Glasgow Film Theatre (GFT) launched Visible Cinema, a monthly Film Club for deaf and hard of hearing audiences, in March 2015. Developed in partnership with Film Hub Scotland and Solar Bear, and with funding from Creative Scotland, this is the first initiative of its kind in Scotland. The aim of Visible Cinema is both to bring awareness to cinema access, and to provide a relaxed and welcoming environment in which those who are deaf or hard of hearing can enjoy a range of films.
Visible Cinema will run for ten months and includes captioned, subtitled and British Sign Language (BSL) interpreted screenings, followed by a post film discussion.
This pilot scheme will enable GFT to develop the tools, knowledge and methodology to deliver a high quality, engaging programme of film for deaf and hard of hearing audiences.
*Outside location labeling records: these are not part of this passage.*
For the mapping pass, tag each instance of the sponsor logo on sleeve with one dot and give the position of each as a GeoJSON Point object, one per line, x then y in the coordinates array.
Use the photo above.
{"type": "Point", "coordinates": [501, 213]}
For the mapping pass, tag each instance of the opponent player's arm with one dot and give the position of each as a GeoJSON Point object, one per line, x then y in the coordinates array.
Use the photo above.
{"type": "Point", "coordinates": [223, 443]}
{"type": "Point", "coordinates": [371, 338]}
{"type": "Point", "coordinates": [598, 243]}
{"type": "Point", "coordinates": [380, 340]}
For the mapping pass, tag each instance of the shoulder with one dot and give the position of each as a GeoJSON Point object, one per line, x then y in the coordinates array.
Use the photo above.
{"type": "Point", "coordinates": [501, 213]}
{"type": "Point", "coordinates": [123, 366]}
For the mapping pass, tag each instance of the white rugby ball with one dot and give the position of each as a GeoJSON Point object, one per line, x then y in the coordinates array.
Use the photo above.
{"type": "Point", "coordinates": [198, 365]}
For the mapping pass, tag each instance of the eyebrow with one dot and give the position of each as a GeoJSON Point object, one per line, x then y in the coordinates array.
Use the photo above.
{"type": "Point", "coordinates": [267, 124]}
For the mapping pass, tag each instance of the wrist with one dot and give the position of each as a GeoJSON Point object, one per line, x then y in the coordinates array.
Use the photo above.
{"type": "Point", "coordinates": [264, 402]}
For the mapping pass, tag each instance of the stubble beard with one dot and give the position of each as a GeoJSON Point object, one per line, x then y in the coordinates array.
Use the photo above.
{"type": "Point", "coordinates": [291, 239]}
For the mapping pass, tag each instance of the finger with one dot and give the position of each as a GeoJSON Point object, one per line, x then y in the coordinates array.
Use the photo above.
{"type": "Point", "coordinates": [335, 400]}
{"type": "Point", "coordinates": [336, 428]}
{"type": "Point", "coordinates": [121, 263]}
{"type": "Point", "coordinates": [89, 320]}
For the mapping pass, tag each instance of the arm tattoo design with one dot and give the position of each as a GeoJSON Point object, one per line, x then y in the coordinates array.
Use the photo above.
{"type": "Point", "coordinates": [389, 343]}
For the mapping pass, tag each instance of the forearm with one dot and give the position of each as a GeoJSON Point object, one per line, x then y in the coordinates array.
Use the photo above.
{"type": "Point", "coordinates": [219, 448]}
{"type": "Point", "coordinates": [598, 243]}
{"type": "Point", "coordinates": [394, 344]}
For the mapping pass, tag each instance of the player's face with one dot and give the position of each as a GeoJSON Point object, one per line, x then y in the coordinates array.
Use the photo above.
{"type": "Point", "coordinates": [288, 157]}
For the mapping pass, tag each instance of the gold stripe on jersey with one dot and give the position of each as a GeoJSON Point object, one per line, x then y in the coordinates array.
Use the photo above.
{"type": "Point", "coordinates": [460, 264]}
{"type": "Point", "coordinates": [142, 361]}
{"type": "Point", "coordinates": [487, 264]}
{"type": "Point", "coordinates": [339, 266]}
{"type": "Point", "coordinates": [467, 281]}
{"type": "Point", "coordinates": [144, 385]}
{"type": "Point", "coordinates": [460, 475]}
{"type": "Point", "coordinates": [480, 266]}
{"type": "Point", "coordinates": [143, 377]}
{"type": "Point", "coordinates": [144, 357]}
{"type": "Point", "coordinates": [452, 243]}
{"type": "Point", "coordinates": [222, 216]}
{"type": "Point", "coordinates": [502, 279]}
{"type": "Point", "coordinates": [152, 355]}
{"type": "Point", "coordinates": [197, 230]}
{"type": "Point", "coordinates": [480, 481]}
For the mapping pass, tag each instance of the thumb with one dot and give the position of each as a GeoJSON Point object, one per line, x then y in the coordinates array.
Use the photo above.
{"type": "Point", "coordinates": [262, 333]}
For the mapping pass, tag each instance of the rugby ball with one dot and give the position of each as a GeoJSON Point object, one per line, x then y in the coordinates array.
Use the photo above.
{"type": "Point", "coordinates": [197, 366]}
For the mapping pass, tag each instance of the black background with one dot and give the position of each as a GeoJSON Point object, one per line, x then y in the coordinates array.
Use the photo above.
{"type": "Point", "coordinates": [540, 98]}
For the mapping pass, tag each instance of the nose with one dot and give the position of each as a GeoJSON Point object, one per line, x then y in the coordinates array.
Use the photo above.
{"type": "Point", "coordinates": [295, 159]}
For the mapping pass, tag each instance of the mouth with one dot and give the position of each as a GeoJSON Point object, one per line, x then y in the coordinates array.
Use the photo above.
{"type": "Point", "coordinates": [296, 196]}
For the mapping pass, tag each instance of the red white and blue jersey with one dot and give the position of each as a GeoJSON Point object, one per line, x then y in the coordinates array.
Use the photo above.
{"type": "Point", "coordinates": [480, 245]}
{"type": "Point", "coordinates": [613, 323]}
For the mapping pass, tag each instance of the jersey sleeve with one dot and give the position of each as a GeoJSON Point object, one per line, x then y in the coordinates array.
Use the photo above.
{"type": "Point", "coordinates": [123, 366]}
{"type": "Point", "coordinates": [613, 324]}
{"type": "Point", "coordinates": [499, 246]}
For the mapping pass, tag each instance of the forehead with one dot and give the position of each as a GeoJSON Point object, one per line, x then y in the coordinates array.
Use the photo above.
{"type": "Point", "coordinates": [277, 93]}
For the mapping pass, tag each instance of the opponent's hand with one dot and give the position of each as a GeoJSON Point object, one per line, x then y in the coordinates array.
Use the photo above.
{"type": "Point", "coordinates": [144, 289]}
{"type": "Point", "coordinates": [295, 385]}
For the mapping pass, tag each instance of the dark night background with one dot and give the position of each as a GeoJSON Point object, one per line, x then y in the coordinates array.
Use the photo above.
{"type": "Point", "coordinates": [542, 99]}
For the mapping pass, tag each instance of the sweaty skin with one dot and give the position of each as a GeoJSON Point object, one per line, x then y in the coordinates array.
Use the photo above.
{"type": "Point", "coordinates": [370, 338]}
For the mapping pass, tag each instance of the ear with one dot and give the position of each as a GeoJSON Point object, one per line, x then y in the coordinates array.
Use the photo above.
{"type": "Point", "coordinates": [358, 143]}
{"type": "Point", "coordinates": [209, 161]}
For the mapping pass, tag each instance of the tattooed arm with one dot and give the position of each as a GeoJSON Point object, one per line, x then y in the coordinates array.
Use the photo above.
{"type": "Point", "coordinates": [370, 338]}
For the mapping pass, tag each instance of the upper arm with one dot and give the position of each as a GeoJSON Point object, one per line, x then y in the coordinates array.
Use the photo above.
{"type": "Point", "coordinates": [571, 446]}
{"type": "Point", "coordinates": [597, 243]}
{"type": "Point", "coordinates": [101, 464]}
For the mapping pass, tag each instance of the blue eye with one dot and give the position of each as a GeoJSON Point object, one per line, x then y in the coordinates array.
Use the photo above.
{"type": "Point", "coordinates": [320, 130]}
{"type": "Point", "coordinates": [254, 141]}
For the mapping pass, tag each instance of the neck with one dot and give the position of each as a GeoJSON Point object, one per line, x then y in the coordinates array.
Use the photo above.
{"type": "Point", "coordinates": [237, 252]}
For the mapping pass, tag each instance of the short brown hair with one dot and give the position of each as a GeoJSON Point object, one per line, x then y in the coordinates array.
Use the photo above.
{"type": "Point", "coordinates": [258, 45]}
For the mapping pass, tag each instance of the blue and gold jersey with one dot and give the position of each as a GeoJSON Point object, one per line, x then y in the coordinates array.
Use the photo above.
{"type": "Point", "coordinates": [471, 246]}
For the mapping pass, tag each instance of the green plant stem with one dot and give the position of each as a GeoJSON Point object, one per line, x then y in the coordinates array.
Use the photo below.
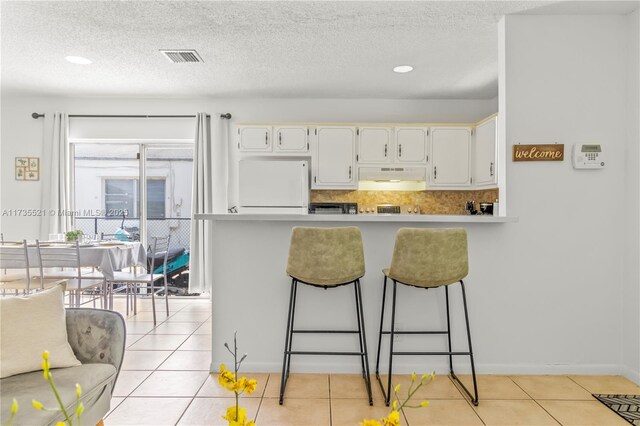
{"type": "Point", "coordinates": [235, 366]}
{"type": "Point", "coordinates": [55, 392]}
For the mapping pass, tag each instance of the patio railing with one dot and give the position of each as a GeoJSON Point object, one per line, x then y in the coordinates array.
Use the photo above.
{"type": "Point", "coordinates": [178, 228]}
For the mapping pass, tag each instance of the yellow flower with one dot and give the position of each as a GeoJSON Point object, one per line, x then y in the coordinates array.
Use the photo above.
{"type": "Point", "coordinates": [231, 415]}
{"type": "Point", "coordinates": [393, 419]}
{"type": "Point", "coordinates": [250, 386]}
{"type": "Point", "coordinates": [226, 378]}
{"type": "Point", "coordinates": [45, 364]}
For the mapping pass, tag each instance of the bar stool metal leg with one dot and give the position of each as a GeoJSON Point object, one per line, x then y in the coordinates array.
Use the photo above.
{"type": "Point", "coordinates": [287, 345]}
{"type": "Point", "coordinates": [474, 400]}
{"type": "Point", "coordinates": [446, 294]}
{"type": "Point", "coordinates": [363, 341]}
{"type": "Point", "coordinates": [384, 295]}
{"type": "Point", "coordinates": [387, 396]}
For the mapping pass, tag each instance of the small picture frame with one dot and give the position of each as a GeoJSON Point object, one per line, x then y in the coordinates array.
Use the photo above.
{"type": "Point", "coordinates": [27, 168]}
{"type": "Point", "coordinates": [20, 173]}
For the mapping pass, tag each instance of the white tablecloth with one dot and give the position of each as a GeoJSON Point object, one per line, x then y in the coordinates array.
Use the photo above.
{"type": "Point", "coordinates": [107, 258]}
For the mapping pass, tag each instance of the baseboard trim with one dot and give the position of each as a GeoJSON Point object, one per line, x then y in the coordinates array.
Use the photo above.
{"type": "Point", "coordinates": [301, 366]}
{"type": "Point", "coordinates": [630, 374]}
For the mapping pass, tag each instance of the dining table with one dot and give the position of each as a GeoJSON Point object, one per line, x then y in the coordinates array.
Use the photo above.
{"type": "Point", "coordinates": [106, 256]}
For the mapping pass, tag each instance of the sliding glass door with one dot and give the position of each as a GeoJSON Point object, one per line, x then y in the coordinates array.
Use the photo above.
{"type": "Point", "coordinates": [142, 189]}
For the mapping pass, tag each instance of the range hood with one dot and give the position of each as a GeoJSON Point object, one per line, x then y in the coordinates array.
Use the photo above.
{"type": "Point", "coordinates": [392, 174]}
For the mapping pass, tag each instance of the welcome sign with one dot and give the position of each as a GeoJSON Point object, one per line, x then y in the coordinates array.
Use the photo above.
{"type": "Point", "coordinates": [544, 152]}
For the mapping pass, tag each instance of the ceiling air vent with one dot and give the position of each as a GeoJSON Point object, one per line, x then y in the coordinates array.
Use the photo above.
{"type": "Point", "coordinates": [181, 56]}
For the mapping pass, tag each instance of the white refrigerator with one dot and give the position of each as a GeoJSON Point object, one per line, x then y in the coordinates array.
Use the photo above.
{"type": "Point", "coordinates": [273, 186]}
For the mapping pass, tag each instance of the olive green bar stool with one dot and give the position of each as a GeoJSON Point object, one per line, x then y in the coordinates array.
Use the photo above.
{"type": "Point", "coordinates": [427, 258]}
{"type": "Point", "coordinates": [326, 258]}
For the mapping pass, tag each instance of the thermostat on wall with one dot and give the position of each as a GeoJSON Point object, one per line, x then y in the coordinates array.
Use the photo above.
{"type": "Point", "coordinates": [588, 156]}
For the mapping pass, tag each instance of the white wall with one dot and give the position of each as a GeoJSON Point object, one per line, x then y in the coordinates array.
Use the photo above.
{"type": "Point", "coordinates": [561, 296]}
{"type": "Point", "coordinates": [631, 289]}
{"type": "Point", "coordinates": [23, 136]}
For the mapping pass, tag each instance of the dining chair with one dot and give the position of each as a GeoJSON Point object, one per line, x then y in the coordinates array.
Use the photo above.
{"type": "Point", "coordinates": [135, 281]}
{"type": "Point", "coordinates": [15, 273]}
{"type": "Point", "coordinates": [62, 261]}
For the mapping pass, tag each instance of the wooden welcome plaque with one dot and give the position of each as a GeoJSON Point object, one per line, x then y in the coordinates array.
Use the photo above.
{"type": "Point", "coordinates": [544, 152]}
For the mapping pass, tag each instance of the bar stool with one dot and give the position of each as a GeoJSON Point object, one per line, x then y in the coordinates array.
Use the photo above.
{"type": "Point", "coordinates": [326, 258]}
{"type": "Point", "coordinates": [427, 258]}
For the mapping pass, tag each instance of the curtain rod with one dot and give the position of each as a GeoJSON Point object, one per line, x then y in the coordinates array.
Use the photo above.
{"type": "Point", "coordinates": [227, 116]}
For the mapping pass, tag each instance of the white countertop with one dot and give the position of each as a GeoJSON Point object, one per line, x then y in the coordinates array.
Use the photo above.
{"type": "Point", "coordinates": [391, 218]}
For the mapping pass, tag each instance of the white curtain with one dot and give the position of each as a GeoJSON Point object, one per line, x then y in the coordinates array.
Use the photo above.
{"type": "Point", "coordinates": [210, 181]}
{"type": "Point", "coordinates": [57, 197]}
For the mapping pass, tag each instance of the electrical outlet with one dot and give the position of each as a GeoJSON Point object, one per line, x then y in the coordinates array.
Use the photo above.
{"type": "Point", "coordinates": [398, 337]}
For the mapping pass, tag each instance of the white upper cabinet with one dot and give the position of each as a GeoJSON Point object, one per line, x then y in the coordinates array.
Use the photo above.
{"type": "Point", "coordinates": [374, 145]}
{"type": "Point", "coordinates": [254, 138]}
{"type": "Point", "coordinates": [291, 139]}
{"type": "Point", "coordinates": [486, 136]}
{"type": "Point", "coordinates": [411, 144]}
{"type": "Point", "coordinates": [334, 159]}
{"type": "Point", "coordinates": [450, 156]}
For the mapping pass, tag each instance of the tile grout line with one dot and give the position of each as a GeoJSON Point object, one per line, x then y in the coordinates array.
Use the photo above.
{"type": "Point", "coordinates": [129, 395]}
{"type": "Point", "coordinates": [468, 401]}
{"type": "Point", "coordinates": [330, 404]}
{"type": "Point", "coordinates": [535, 400]}
{"type": "Point", "coordinates": [255, 420]}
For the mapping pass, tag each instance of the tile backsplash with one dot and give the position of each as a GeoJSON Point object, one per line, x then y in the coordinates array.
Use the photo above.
{"type": "Point", "coordinates": [430, 202]}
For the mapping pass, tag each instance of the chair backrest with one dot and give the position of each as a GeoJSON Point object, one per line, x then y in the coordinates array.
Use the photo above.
{"type": "Point", "coordinates": [429, 257]}
{"type": "Point", "coordinates": [326, 256]}
{"type": "Point", "coordinates": [159, 250]}
{"type": "Point", "coordinates": [15, 256]}
{"type": "Point", "coordinates": [117, 237]}
{"type": "Point", "coordinates": [63, 255]}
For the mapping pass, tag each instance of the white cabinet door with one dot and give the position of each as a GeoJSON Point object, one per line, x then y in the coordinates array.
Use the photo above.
{"type": "Point", "coordinates": [334, 159]}
{"type": "Point", "coordinates": [450, 156]}
{"type": "Point", "coordinates": [254, 138]}
{"type": "Point", "coordinates": [411, 144]}
{"type": "Point", "coordinates": [291, 139]}
{"type": "Point", "coordinates": [374, 145]}
{"type": "Point", "coordinates": [486, 138]}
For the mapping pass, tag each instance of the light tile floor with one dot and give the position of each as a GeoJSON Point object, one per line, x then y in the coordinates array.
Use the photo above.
{"type": "Point", "coordinates": [165, 381]}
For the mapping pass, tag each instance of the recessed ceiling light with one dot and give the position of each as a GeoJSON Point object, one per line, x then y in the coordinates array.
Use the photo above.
{"type": "Point", "coordinates": [403, 68]}
{"type": "Point", "coordinates": [78, 60]}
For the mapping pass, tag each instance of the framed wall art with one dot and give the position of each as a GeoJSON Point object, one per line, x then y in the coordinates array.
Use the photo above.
{"type": "Point", "coordinates": [27, 168]}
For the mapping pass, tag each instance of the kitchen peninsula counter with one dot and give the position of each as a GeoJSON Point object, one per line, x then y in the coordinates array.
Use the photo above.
{"type": "Point", "coordinates": [389, 218]}
{"type": "Point", "coordinates": [247, 263]}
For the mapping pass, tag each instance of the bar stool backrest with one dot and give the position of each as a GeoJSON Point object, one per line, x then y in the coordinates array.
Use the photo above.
{"type": "Point", "coordinates": [14, 260]}
{"type": "Point", "coordinates": [326, 256]}
{"type": "Point", "coordinates": [429, 257]}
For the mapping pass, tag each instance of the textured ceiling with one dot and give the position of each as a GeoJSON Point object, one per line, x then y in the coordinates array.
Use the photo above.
{"type": "Point", "coordinates": [262, 49]}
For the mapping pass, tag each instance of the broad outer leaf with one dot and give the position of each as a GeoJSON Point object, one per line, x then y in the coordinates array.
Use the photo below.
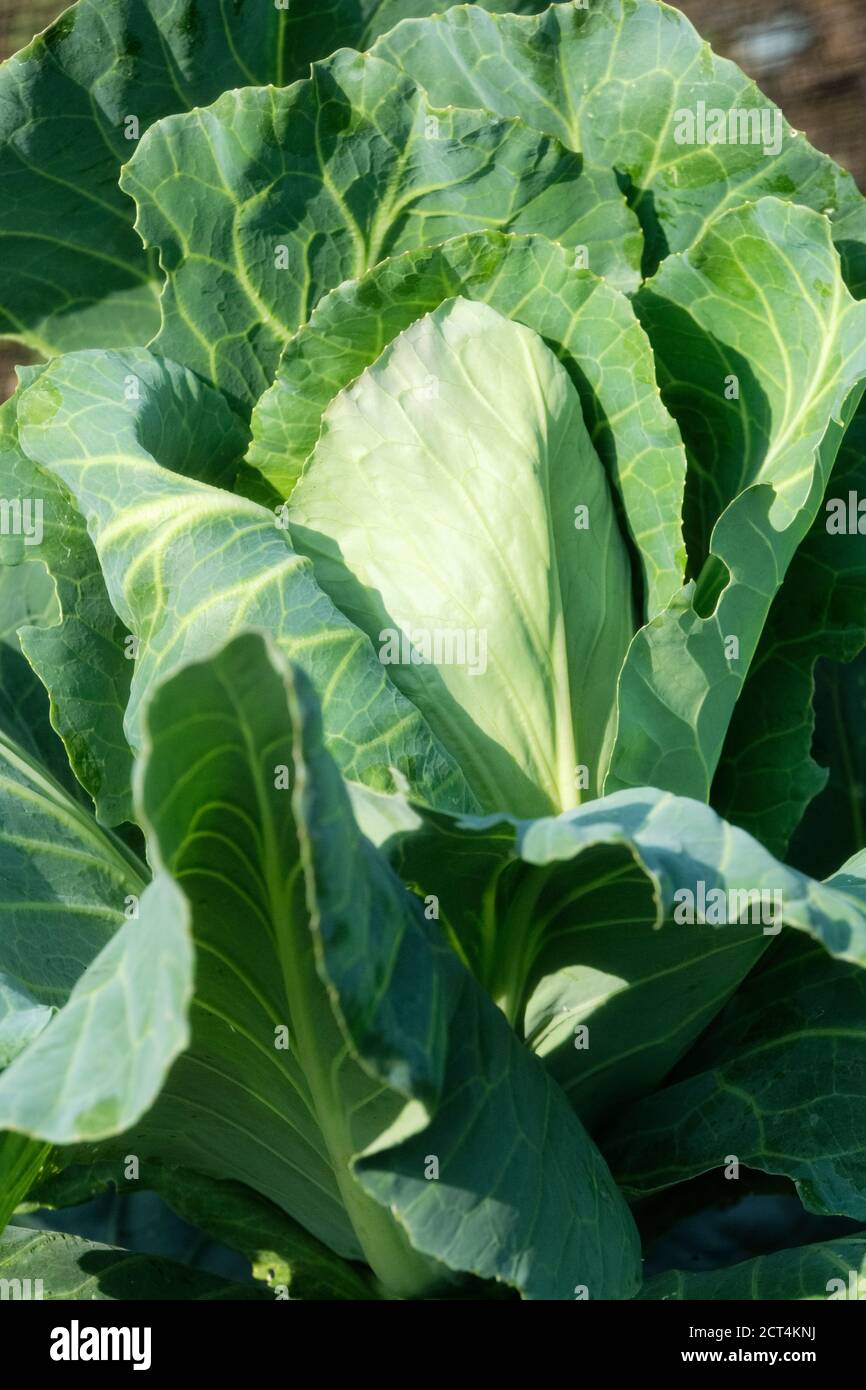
{"type": "Point", "coordinates": [82, 653]}
{"type": "Point", "coordinates": [394, 1051]}
{"type": "Point", "coordinates": [441, 510]}
{"type": "Point", "coordinates": [617, 79]}
{"type": "Point", "coordinates": [768, 776]}
{"type": "Point", "coordinates": [91, 1009]}
{"type": "Point", "coordinates": [71, 1268]}
{"type": "Point", "coordinates": [102, 1061]}
{"type": "Point", "coordinates": [587, 323]}
{"type": "Point", "coordinates": [72, 106]}
{"type": "Point", "coordinates": [759, 298]}
{"type": "Point", "coordinates": [809, 1273]}
{"type": "Point", "coordinates": [186, 563]}
{"type": "Point", "coordinates": [573, 925]}
{"type": "Point", "coordinates": [779, 1082]}
{"type": "Point", "coordinates": [61, 880]}
{"type": "Point", "coordinates": [270, 198]}
{"type": "Point", "coordinates": [281, 1253]}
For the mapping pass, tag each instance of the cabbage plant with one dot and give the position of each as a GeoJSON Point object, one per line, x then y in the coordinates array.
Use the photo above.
{"type": "Point", "coordinates": [433, 588]}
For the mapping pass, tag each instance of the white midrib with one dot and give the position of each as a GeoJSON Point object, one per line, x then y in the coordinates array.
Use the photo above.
{"type": "Point", "coordinates": [402, 1272]}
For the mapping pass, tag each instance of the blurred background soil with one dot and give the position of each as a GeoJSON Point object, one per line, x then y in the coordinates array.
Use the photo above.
{"type": "Point", "coordinates": [809, 56]}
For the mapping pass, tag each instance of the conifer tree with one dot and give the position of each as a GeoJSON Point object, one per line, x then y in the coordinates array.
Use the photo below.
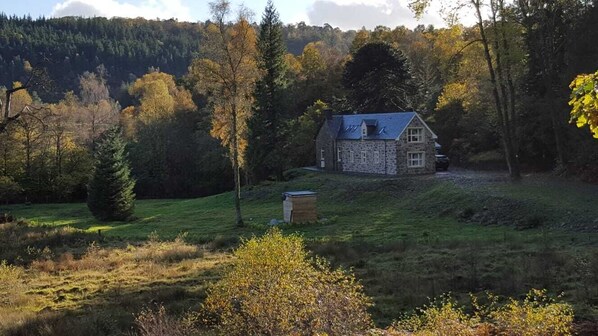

At the core of this programme is a holistic approach to access, which includes staff training (basic BSL & deaf awareness training), availability of a hearing loop system and infrared in the cinema, social activity, BSL interpreted discussions and participant feedback. Film Hub Scotland is planning to use this model to roll out similar film clubs throughout cinemas in Scotland.
This new programme will bring more awareness to cinema access for the deaf and hard of hearing community – addressing issues such as more suitable film screening times, deaf and hard of hearing awareness training for staff and looking at ways we can enrich the overall cinema experience. We’re excited to be leading on this project with our partners Creative Scotland, Solar Bear and Film Hub Scotland.
Development of Visible Cinema
In recent years cinema exhibitors have made great strides to ensure their venues are accessible. Personal audio-description equipment has given blind and partially sighted people the freedom to watch a wide range of cinema and the CEA card has provided free cinema tickets to carers to enable people who need assistance to attend screenings with confidence. Other initiatives such as Autism Friendly Film Screenings have helped audiences previously excluded from the cinema-going experience to participate.
However the provision for deaf audiences – while improving – has been less than ideal. This pilot programme seeks to address failings in current provision, and also seeks to build knowledge and understanding to create a cultural shift in how cinemas provide programming for Deaf and Hard of Hearing audiences.
Last year, GFT held focus groups to gather feedback and input from the Deaf and Hard of Hearing community. Focus group participants described their cinema experiences and expressed an overall preference for watching captioned and subtitled films rather than BSL interpreted screenings. However they felt their film choices were very limited. Participants also recommended and emphasised the importance of Hard of Hearing and Deaf Awareness training for cinema staff.
GFT is working closely with Solar Bear in the development of the Film Club, which is based on their successful Deaf Theatre Club model. At the core of this approach is a holistic approach to access, which includes staff training (basic BSL & deaf awareness training), availability of a hearing loop system and infrared in the cinema, social activity, BSL introductions, post film discussions and participant feedback.
Film Hub Scotland will promote advocacy for Deaf and Hard of Hearing audiences within the wider film industry and community. The learning from the pilot scheme will enable GFT to develop the tools, knowledge and methodology to deliver a high quality, engaging programme of film for Deaf and Hard of Hearing audiences. Film Hub Scotland aims to use this model and roll out similar film clubs throughout cinemas across Scotland.
This project was developed as part of Creative Scotland’s Promoting Equalities Programme.